Le jeune homme déplia donc brusquement le parchemin et se mit à lire.
Quant il eut fini, le chevalier de Pardaillan était très pâle.
Un profond soupir gonfla sa poitrine.
Il reprit la lettre et la relut d'un bout à l'autre, revint sur deux ou trois passages essentiels, répéta à demi-voix des phrases entières, comme si le témoignage de ses yeux seuls eût été insuffisant pour le convaincre.
Et lorsque cette deuxième lecture fut terminée, cette fois la lettre s'échappa de ses mains... Le chevalier de Pardaillan laissa tomber sa tête sur sa poitrine et se mit à pleurer.
La lettre de Jeanne de Piennes était datée du 20 août 1558, c'est-à-dire de l'année même où François de Montmorency avait épousé Diane de France, fille naturelle d'Henri II.
Il y avait environ quatorze ans que cette lettre avait été écrite. La voici:
J'ai donc subi aujourd'hui la pire douleur qu'il soit donné à une amante d'éprouver. Je l'ai subie, cette douleur, mon âme est encore comme engourdie, mon coeur se déchire, et, pourtant, je ne meurs pas!
Peut-être mon heure n'est-elle pas venue encore.
Et puis, ce qui me rattache à cette misérable vie, c'est de me pencher sur le petit lit de l'enfant. Si je meurs, qui prendra soin d'elle? Il faut que je vive...
Elle a cinq ans. Si tu pouvais la voir, ô mon François! En ce moment, elle dort, paisible, confiante... elle sait que sa mère veille sur elle. Ses cheveux dénoués, épars sur l'oreiller, lui font une auréole blonde; ses lèvres sourient. C'est ta fille, ô mon cher époux!

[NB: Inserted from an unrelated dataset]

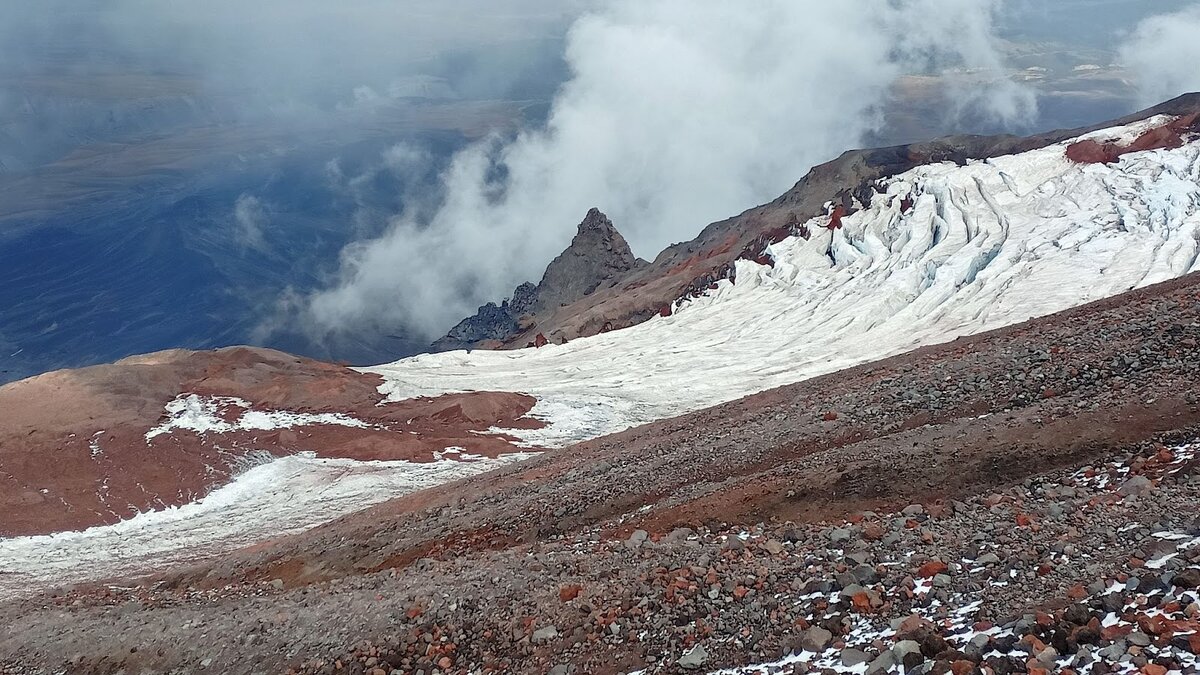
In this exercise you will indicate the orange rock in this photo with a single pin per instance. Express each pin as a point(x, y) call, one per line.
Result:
point(931, 568)
point(569, 592)
point(862, 602)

Aujourd'hui, François, ton mariage a été célébré. Toute la pauvre rue que j'habite parle de la pompe de cette cérémonie et dit que Mme Diane est la digne épouse d'un fier seigneur tel que toi... hélas! n'étais-je donc pas digne d'assurer ton bonheur?
Aujourd'hui, tout est bien fini. La dernière lueur d'espérance qui vacillait dans mon âme vient de s'éteindre.
Le jour où ton père me chassa, broya mon coeur comme s'il l'eût saisi dans son gantelet des jours de bataille, le jour où, presque folle, je sortis en trébuchant de cet hôtel où, pour te sauver, je venais de signer ma pauvre déchéance, le jour où, éperdue, agonisante, je m'enfonçai dans le noir Paris, ma fille dans mes bras, ce jour-là, François, je crus avoir franchi les limites de la douleur humaine...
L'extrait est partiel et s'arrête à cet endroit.